Date Joined Sep 2008
Total Posts : 293
   Posted 3/21/2011 8:31 PM (GMT -6)   
Hello everyone. I am from the Lyme forum. I went to a rhumatologist cause i have always had chronic pain in my joints and achy. my pain starts in my kneck and travels down the spine to mid back and spreads into my shoulder blades and top of shoulder. I have always had achy pain in theses areas but went away for a few years.
 
I have had Lyme for 3 years now and in the past year these symptoms have got worse and unbearable at times. My rhumy sent me to Physicle Therapy. I have gone about 4 times and it feels good to get the massage done but i am still in pain. She also told me that I hardly have a curve in my kneck, that I have sighns of arthritis in my kneck that a 40 year old would show and I am 32. also that my kneck doesnt line up with my right shoulder.
 
But also I am on no pain meds and suffer all day long. The only reliefe I get is at night when I take advil PM so that I can sleep. I was loosing so much sleep for months that I could hardly focus on anything and make mistakes at work.
 
I get pain in my front shoulders almost feels like the collar bone and when I push my shoulders back it hurts. I am soooo sick of being in pain. I want to ask for pain meds but i dont want to get addicted and also I dont do well on meds at all.
 
I been off my lyme meds for 2 or 3 months and I am feeling better except for this spinal pain. I am starting to think that I still have Lyme bacteria and its built up in my spine. I just dont know what else to do and when I will feel normal again. I cant even work out and get back in shape. I did some light pilatis the other morning and was in pain for 3 days with my bones and joints ;( then I get afraid to try again and give up. I can only walk..
 
Sometimes when i do just walk my shoulders feel heavy and start to hurt I can never win tooo many pains... thank you for listening ;)
 
Jennie turn

Chutz
Forum Moderator


Date Joined Jan 2005
Total Posts : 9258
   Posted 3/22/2011 1:52 AM (GMT -6)   
Hi Jennie!

And welcome to the Chronic Pain forum! Wow, you are suffering so much and you shouldn't have to. I would suggest that you get another opinion on your health problems....start fresh and see what's going on. Do you go to a family doctor, PCP? That's where I'd start if you haven't already done that. I'm guessing that you have already gone that route since you go to a rheumy.

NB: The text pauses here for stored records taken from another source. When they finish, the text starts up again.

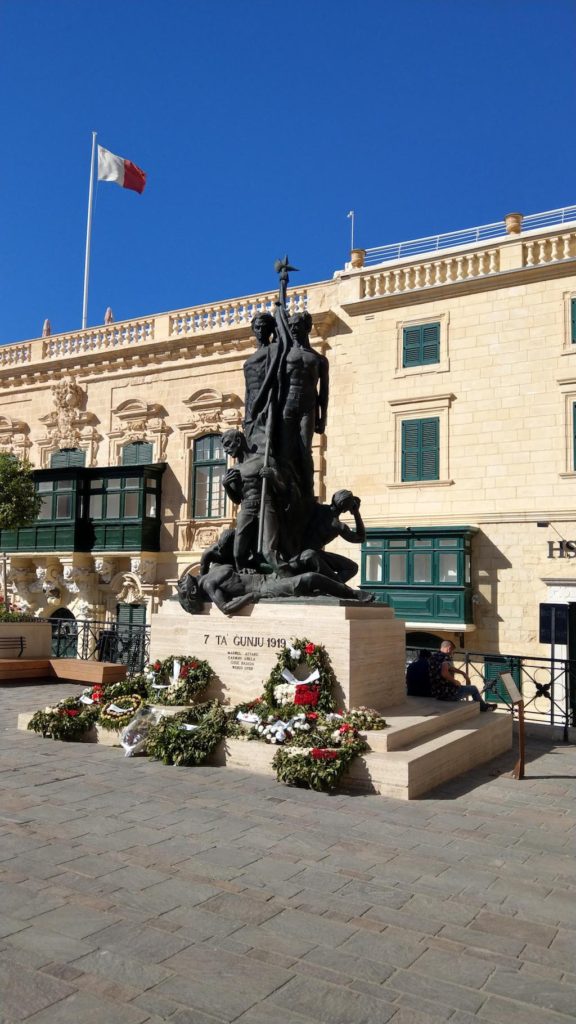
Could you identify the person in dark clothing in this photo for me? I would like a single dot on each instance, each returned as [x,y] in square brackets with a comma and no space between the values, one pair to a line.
[418,676]
[443,679]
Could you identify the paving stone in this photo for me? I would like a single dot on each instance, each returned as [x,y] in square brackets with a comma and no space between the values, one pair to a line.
[242,908]
[533,932]
[395,946]
[142,942]
[460,968]
[84,1008]
[436,990]
[536,991]
[358,968]
[25,991]
[331,1004]
[122,969]
[75,921]
[499,1011]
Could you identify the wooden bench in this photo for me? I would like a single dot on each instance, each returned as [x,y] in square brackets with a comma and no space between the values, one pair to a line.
[7,642]
[73,669]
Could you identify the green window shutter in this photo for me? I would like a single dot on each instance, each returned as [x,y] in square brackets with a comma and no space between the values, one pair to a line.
[68,457]
[410,450]
[430,343]
[420,450]
[429,465]
[420,345]
[411,351]
[137,454]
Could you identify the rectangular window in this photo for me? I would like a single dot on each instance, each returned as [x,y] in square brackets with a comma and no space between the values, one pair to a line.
[420,345]
[422,573]
[420,450]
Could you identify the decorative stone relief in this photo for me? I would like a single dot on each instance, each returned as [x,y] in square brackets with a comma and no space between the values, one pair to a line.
[67,425]
[145,568]
[47,580]
[106,567]
[211,412]
[13,436]
[136,420]
[127,588]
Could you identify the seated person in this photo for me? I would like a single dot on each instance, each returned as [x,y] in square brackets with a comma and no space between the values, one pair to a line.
[443,679]
[418,676]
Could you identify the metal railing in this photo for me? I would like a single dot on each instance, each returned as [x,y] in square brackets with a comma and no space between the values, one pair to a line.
[92,641]
[547,685]
[434,243]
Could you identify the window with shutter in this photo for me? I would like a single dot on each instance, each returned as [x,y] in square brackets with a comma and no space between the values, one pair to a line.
[420,450]
[420,345]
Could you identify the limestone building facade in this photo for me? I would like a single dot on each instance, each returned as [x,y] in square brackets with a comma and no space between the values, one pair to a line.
[452,415]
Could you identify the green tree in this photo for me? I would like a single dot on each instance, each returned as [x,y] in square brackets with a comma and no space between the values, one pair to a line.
[19,503]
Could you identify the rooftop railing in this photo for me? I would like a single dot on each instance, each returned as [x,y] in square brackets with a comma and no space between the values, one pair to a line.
[434,243]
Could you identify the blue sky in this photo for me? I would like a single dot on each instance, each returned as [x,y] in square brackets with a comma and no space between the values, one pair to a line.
[260,124]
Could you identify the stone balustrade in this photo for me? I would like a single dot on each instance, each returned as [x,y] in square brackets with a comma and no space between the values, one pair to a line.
[228,315]
[238,312]
[98,339]
[429,273]
[537,252]
[15,355]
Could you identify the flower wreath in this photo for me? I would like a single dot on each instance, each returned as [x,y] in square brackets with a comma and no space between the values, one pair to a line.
[302,678]
[177,679]
[116,714]
[316,767]
[68,720]
[188,737]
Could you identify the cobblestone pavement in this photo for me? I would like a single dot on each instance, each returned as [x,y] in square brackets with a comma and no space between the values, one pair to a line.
[131,892]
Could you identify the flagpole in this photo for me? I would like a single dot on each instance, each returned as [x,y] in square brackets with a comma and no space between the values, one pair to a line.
[88,236]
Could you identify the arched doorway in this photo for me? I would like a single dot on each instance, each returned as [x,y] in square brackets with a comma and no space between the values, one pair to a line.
[65,634]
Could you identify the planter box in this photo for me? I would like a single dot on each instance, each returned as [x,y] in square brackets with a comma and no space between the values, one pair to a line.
[37,637]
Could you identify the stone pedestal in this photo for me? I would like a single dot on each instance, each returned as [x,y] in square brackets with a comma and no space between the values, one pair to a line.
[366,644]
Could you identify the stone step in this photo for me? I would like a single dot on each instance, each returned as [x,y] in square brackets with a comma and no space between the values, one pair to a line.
[418,719]
[411,772]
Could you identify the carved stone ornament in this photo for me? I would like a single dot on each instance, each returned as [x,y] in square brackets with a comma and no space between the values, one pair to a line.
[106,567]
[67,425]
[13,436]
[211,413]
[145,568]
[127,588]
[136,420]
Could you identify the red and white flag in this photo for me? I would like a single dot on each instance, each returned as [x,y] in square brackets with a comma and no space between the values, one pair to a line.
[124,172]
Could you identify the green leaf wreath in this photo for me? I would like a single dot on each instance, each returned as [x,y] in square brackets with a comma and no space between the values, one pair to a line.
[69,720]
[316,767]
[111,718]
[192,680]
[302,660]
[188,737]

The other suggestion I have is to get yourself to the nearest university/teaching hospital. This is where the majority of research in our country comes from so if you go there for health care you are getting the very best. They won't put you out the door because they "just don't know". You have a wonderful one in Providence. In the Chronic Pain 101 thread there is a link to a listing of university hospitals around the world. Below is a link to the one nearest you. You can call them and ask for a referral to a doctor that best suits your needs.

In the mean time, there's no reason to be in this much pain without some sort of pain control offered to you. Ask your doctor about something to help ease your pain. It's a very reasonable request and it's also his responsibility to help you find a solution. I hope you get some relief soon.

Hugs,
Chutz

en.wikipedia.org/wiki/Rhode_Island_Hospital
Moderator on the Fibromyalgia and Chronic Pain forums
~*~*~*~*~*~*~
Daily Donnybrook: Fibromyalgia, Insulin Dependent Diabetes. Ulcerative Colitis, Rare form of Dermatitis, Collapsed Disk, Osteoarthritis (especially in right hand and neck) and a couple of other adjunct agitations.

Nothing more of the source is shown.